Daerah Kesehatan Rentan Dikorupsi, ICW Ungkit Kasus Alkes Eks Menkes Siti Fadilah

–>

Suara. com – Indonesia Corruption Watch (ICW) mengingatkan pada pemerintah untuk hati-hati di menggunakan anggaran penanganan virus corona atau covid-19 di Indonesia. ICW mencatat bidang kesehatan merupakan lima besar instansi pemerintah yang paling disoroti terkait praktik korupsi.

Hal itu disampaikan peneliti ICW Wanna Alamsyah dalam diskusi daring korupsi & masalah penanganan covid-19 melalui gambar conference, pada Kamis (9/4/2020).

“Untuk daerah kesehatan ini, jadi salah mulia sektor yang rentan. Kalau kita lihat sejak ICW melakukan monitoring sektor kesehatan masuk di pada lima sektor paling tinggi kerentanan korupsi, ” kata Wana.

Wana mengucapkan, sektor kesehatan menjadi sorotan ICW karena memiliki anggaran yang luhur termasuk dalam penanganan pandemi covid-19.

“Dari segi anggaran juga besar kesehatan tubuh, dapat porsi lima persen berdasarkan UU. Sehingga, potensinya juga betul besar. Terutama kalau kita bicara korupsi alat kesehatan, kalau sesuai covid ini, ” kata Wana.

Di penanganan covid-19, Wana meyakini perkiraan tersebut salah satunya untuk pembelian Alat Pelindung Diri (APD), instrumen rapid test, hingga obat-obatan & vitamin.

Ia kemudian merujuk pada tahun 2005 saat terjadinya korupsi cara kesehatan dalam pembelian vaksin flu burung yang dilakukan oleh Gajah Kesehatan Siti Fadilah Supari era 2004-2009.

“Tahun 2005 menkes Siti Fadilah ditetapkan oleh KPK (sebagai tersangka) manipulasi vaksin flu burung. Ini membentuk perseden-preseden ini sudah terjadi, yang perlu dilakukan pemerintah coba membenarkan dari instrumen hukumnya, ” cakap Wana.

Lebih lanjut, Lembaga Kebijakan Pengadaan Barang dan Jasa Pemerintah (LKPP) telah mengeluarkan kebijakan kepada seluruh Kementerian hingga pejabat daerah menyelenggarakan pengadaan di kondisi darurat.

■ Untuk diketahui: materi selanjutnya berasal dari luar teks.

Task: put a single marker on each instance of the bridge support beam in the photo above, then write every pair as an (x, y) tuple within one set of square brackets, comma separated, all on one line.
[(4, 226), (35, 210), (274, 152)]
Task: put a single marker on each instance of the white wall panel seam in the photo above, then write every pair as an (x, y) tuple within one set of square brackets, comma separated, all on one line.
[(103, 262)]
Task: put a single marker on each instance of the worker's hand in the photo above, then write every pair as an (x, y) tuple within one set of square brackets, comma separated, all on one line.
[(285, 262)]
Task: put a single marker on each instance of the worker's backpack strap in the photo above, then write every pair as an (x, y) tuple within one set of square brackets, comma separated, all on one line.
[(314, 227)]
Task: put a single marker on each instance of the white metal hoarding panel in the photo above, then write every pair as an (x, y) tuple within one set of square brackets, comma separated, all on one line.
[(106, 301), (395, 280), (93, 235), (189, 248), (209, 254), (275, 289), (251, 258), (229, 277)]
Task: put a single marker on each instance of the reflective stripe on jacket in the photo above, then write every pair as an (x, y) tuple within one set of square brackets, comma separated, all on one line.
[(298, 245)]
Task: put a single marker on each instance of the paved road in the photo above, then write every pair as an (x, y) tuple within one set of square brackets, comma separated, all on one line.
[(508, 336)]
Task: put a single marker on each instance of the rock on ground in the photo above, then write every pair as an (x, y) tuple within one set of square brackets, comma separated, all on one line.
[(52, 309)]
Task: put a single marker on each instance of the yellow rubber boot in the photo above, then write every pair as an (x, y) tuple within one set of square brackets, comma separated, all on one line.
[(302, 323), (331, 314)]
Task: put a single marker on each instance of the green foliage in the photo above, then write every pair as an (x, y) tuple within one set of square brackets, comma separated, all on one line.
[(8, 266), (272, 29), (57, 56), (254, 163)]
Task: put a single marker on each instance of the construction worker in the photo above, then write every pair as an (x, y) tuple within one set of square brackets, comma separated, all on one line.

Wana berniat pejabat di Indonesia tidak lagi melakukan markup pada pengadaan bahan dan jasa.

“Kondisi wabah ini satu modus kita bisa lihat dengan jalan apa satu barang bisa di mark up. Saat ini setidaknya kehormatan yang jadi, naganaganya nilai pengimbang. Tapi, jangan sampai kita tak ada data pembandingan, jangan jadi celah bagi oknum untuk korupsi, ” tutup Wana.